El general ad vitam Imbert Barreras se echó hacia atrás en la silla. En la boca y en los ojos esa extraña malicia. Con la mano derecha se topó uno de los zapatos y luego disimuladamente se llevó los dedos a la nariz. Eran sus zapatos favoritos, lo habían acompañando aquella noche del 30 de mayo. Aun le olían a mar, gasolina, y sangre. 

—Usted tiene razón, general discúlpeme —le puso el vaso vacío sobre el escritorio—; me da un poco de güisqui, por favor. 

Tenía una cara de arrepentimiento que hizo sentir mal al general Wessin por su rudeza. Quizás no tenía porque haberse molestado tanto. Tomó el vaso y le sirvió un poco de güisqui. El general Barreras le pidió hielo, la hielera estaba en la mesa detrás de él. En otro momento o en otro lugar no le hubiera dado la espalda pero Imbert estaba desarmado. Además los guardias de la puerta lo habían cateado. Mientras echaba hielo en su vaso y en el del general lo escuchó decir. 

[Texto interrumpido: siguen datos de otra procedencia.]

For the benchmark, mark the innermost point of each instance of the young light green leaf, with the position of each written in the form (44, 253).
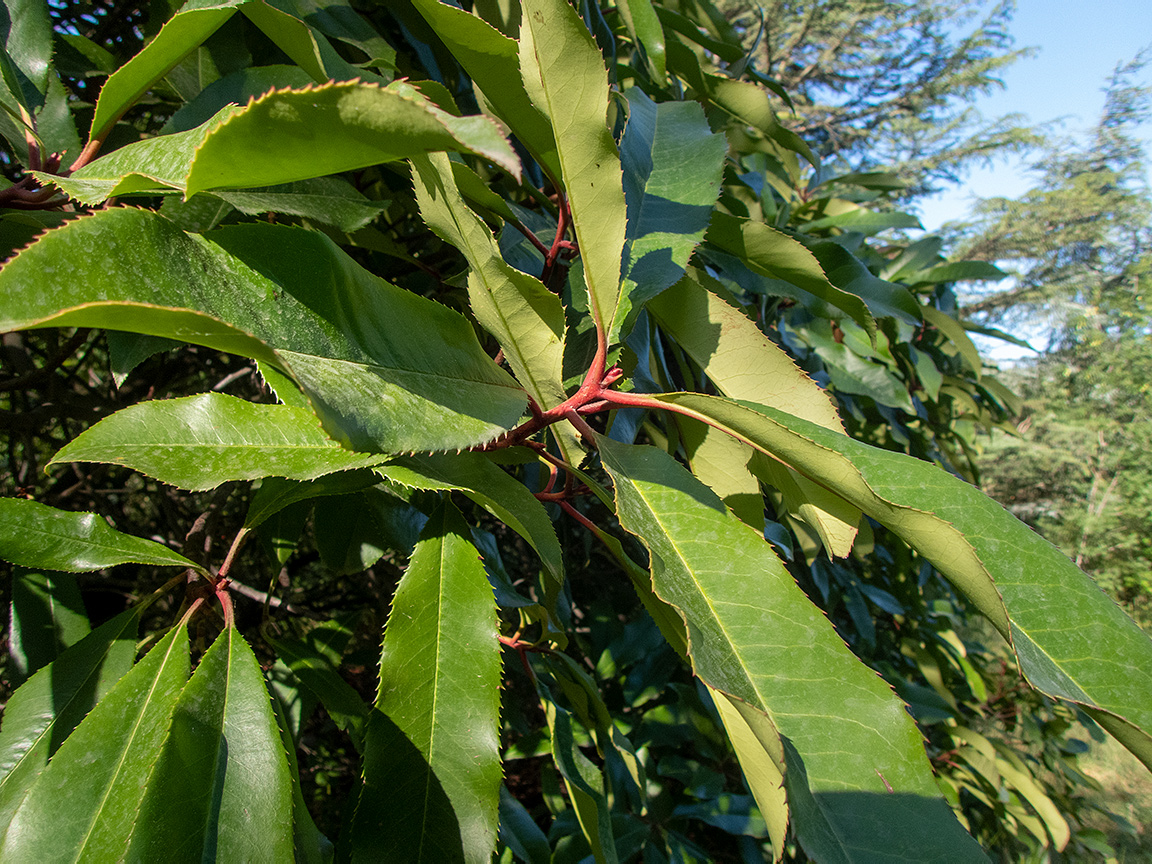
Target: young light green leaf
(376, 379)
(527, 319)
(673, 164)
(772, 649)
(286, 136)
(221, 787)
(745, 364)
(191, 25)
(197, 442)
(793, 267)
(565, 76)
(491, 60)
(1071, 641)
(485, 483)
(42, 714)
(83, 805)
(439, 696)
(762, 758)
(47, 615)
(38, 536)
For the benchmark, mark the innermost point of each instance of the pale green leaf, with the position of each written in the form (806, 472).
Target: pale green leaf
(197, 442)
(755, 636)
(83, 806)
(566, 78)
(432, 760)
(673, 164)
(527, 319)
(1071, 639)
(47, 615)
(384, 369)
(44, 711)
(221, 788)
(38, 536)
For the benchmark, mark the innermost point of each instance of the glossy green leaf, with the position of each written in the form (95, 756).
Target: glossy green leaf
(42, 714)
(644, 27)
(38, 536)
(195, 22)
(777, 652)
(27, 35)
(565, 76)
(1071, 639)
(221, 787)
(197, 442)
(385, 369)
(286, 136)
(490, 486)
(673, 164)
(47, 615)
(274, 493)
(83, 806)
(762, 758)
(864, 221)
(745, 364)
(584, 783)
(957, 335)
(884, 298)
(492, 61)
(527, 319)
(439, 697)
(793, 267)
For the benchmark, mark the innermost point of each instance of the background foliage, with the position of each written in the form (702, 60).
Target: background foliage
(607, 743)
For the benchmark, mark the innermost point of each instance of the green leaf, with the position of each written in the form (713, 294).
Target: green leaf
(42, 714)
(27, 32)
(745, 101)
(762, 758)
(221, 788)
(188, 28)
(527, 319)
(42, 537)
(197, 442)
(1073, 642)
(84, 803)
(47, 615)
(673, 164)
(777, 652)
(864, 221)
(485, 483)
(745, 364)
(787, 262)
(439, 697)
(491, 60)
(274, 493)
(385, 369)
(286, 136)
(583, 781)
(565, 76)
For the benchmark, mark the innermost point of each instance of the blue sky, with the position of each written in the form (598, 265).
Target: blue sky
(1078, 44)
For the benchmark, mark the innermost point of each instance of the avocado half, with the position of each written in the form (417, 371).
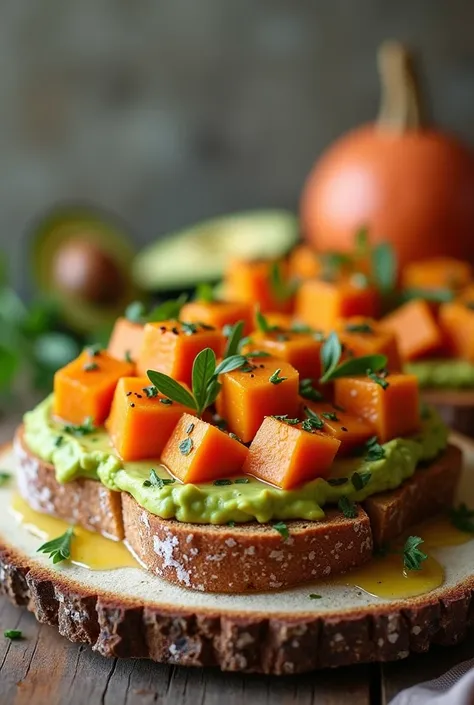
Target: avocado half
(202, 252)
(81, 257)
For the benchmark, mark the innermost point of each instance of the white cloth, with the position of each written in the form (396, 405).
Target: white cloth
(456, 687)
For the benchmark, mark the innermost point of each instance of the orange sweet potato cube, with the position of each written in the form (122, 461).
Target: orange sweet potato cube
(287, 455)
(415, 327)
(251, 282)
(364, 336)
(456, 320)
(85, 387)
(219, 313)
(352, 431)
(255, 391)
(320, 303)
(198, 452)
(301, 350)
(126, 340)
(392, 412)
(141, 419)
(171, 346)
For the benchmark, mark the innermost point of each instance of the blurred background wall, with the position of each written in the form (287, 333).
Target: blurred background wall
(167, 112)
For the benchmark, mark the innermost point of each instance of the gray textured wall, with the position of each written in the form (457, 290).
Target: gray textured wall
(169, 111)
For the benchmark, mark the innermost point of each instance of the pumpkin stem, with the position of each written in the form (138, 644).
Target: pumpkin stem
(401, 108)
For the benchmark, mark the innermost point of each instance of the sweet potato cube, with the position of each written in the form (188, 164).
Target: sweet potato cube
(352, 431)
(437, 273)
(219, 313)
(287, 456)
(301, 350)
(249, 394)
(392, 412)
(457, 323)
(126, 340)
(141, 420)
(86, 386)
(199, 452)
(171, 346)
(320, 303)
(415, 327)
(251, 282)
(364, 336)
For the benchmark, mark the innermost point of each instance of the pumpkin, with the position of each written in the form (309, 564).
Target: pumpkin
(407, 182)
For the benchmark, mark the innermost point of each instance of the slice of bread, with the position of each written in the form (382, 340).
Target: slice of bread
(426, 493)
(84, 502)
(246, 557)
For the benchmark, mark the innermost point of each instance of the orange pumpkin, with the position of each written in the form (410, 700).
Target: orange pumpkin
(409, 184)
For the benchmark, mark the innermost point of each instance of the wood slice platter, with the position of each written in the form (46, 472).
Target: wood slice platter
(128, 612)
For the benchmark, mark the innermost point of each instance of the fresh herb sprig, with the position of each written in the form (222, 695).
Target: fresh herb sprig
(59, 548)
(332, 368)
(205, 383)
(412, 556)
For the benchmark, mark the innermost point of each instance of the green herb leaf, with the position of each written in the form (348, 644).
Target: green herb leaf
(172, 389)
(462, 518)
(412, 556)
(384, 267)
(58, 549)
(205, 292)
(275, 378)
(282, 529)
(13, 634)
(331, 352)
(347, 507)
(360, 479)
(355, 366)
(186, 446)
(233, 339)
(84, 429)
(378, 379)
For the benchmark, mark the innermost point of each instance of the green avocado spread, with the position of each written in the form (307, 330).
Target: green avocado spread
(239, 499)
(443, 374)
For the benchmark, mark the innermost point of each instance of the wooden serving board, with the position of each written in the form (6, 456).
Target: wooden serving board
(130, 613)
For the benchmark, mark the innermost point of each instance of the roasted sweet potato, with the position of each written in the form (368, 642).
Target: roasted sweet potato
(198, 452)
(321, 304)
(171, 346)
(85, 387)
(141, 419)
(415, 328)
(392, 410)
(265, 387)
(286, 455)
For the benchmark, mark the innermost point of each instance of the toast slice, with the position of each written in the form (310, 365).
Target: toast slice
(83, 501)
(429, 491)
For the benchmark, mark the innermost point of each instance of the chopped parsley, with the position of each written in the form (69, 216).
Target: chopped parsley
(347, 507)
(275, 377)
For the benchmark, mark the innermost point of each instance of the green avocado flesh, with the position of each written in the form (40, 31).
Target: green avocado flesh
(202, 252)
(442, 374)
(92, 456)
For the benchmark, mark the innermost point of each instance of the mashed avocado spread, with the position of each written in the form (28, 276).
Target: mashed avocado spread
(443, 374)
(244, 498)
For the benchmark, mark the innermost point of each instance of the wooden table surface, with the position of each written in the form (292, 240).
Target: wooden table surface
(45, 668)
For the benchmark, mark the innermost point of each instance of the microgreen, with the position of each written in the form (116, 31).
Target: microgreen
(412, 556)
(59, 548)
(281, 288)
(462, 518)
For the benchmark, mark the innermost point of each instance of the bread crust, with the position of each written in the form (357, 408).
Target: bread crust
(85, 502)
(429, 491)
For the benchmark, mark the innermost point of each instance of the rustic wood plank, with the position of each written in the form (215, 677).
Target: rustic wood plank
(44, 667)
(419, 668)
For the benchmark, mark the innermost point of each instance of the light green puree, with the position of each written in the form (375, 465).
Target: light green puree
(92, 456)
(442, 374)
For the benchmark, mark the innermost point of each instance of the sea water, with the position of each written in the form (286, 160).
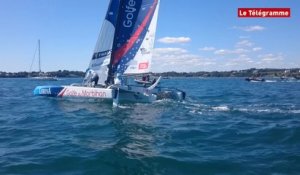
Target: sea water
(225, 126)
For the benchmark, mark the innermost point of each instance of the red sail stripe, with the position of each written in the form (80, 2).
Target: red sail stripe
(125, 48)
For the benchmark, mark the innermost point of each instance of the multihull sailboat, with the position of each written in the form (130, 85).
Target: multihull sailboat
(41, 75)
(123, 50)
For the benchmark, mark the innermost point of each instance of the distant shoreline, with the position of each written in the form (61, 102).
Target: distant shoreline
(267, 72)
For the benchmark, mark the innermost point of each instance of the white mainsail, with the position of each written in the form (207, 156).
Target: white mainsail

 —Yo hoy me gradúo de la escuela de la obediencia, general. 
 — ¿Que lo hace creer a usted, Imbert que se graduó de esa escuela ya? 
 —Que yo haya matado a dos dictadores y siga vivo. 

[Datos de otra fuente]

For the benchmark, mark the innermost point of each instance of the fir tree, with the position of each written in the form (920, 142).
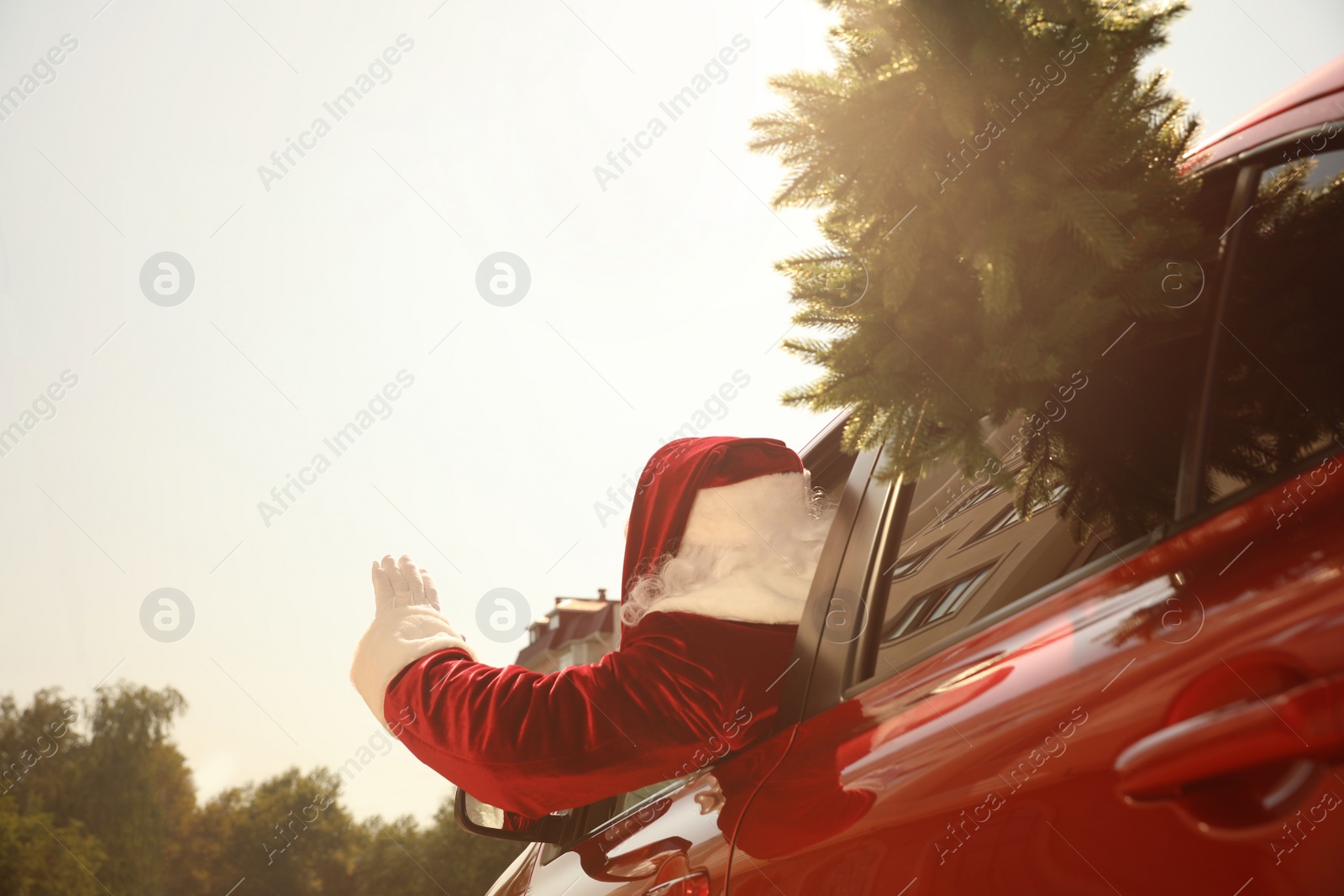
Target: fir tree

Wessin de espaldas echaba el alcohol sobre los cubos de hielo en los vasos. 

 — ¿A dos dictadores?| 
—Si, recuérdese que yo mate al chivo en la carretera… —dijo refiriéndose a Trujillo. 

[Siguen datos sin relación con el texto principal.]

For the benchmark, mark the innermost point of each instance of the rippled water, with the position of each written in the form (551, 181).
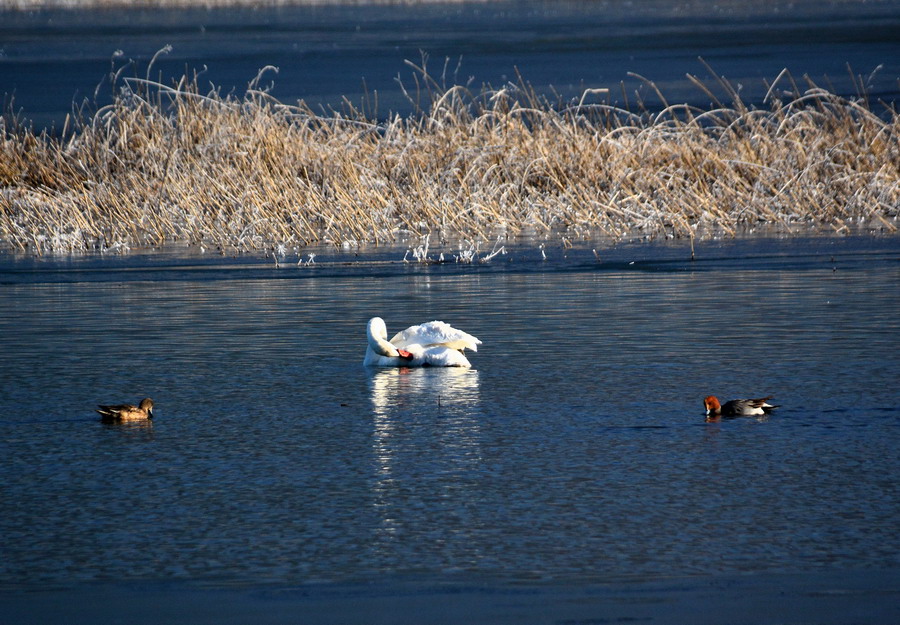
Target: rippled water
(575, 449)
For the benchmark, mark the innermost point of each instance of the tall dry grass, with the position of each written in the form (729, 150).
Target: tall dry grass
(170, 163)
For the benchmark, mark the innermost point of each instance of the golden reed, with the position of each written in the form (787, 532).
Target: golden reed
(169, 163)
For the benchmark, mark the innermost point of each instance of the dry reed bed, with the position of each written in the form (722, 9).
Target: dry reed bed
(166, 164)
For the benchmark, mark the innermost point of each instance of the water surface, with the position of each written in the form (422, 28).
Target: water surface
(52, 61)
(574, 451)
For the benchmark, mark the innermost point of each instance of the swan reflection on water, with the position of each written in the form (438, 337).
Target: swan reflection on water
(428, 389)
(422, 416)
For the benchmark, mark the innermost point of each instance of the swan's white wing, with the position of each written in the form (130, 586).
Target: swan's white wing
(435, 333)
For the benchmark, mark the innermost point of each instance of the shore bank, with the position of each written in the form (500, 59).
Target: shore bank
(168, 163)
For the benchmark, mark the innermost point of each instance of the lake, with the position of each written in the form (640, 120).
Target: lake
(53, 59)
(569, 474)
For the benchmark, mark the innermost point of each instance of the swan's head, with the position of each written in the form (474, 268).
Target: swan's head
(377, 328)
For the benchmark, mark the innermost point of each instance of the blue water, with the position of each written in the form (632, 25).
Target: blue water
(575, 450)
(52, 61)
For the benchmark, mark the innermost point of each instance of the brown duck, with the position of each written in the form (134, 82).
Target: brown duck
(127, 412)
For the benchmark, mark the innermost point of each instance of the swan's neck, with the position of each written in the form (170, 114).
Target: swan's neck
(376, 332)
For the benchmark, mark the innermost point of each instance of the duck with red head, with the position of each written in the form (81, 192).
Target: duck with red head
(737, 407)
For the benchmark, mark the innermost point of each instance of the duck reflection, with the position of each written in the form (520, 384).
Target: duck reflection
(426, 440)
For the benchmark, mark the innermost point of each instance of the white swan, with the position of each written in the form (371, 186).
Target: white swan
(434, 344)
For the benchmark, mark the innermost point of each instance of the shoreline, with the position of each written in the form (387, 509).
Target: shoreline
(172, 164)
(825, 597)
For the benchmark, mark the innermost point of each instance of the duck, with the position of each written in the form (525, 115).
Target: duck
(432, 344)
(738, 407)
(127, 412)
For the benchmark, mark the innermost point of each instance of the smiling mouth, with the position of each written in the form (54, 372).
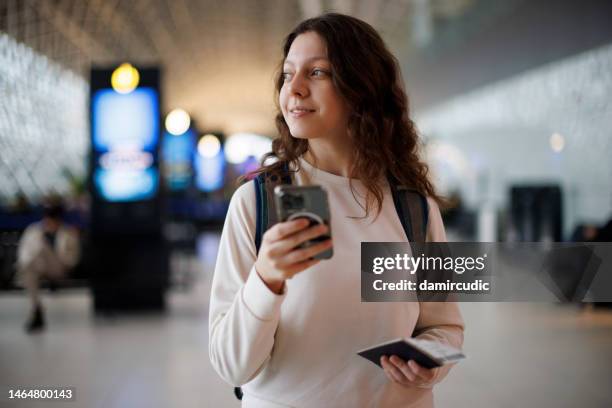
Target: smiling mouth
(298, 112)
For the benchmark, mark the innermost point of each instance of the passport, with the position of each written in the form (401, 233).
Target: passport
(427, 353)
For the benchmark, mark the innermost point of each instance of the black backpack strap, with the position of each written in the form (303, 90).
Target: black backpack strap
(265, 203)
(413, 211)
(265, 215)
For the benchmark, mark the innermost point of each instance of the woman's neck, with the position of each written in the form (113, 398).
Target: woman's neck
(330, 157)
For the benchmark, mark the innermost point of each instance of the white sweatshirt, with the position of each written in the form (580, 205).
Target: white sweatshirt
(299, 349)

Se metió la mano en el cabestrillo que le cubría el brazo izquierdo y de el produjo su revolver calibre cuarenta y cinco. El primer tiro se lo dio en la espalda al nivel del omóplato derecho. El segundo hizo mas daño, y de la suerte de Elías Wessin y Wessin haber sido otra, lo hubiera dejado paralizado de por vida al darle justo en el medio de la espalda.

—… El otro era un cuervo, que le quiso sacar los ojos a los que los criaron, y ahora me estoy dando el gusto de matarlo en su oficina. 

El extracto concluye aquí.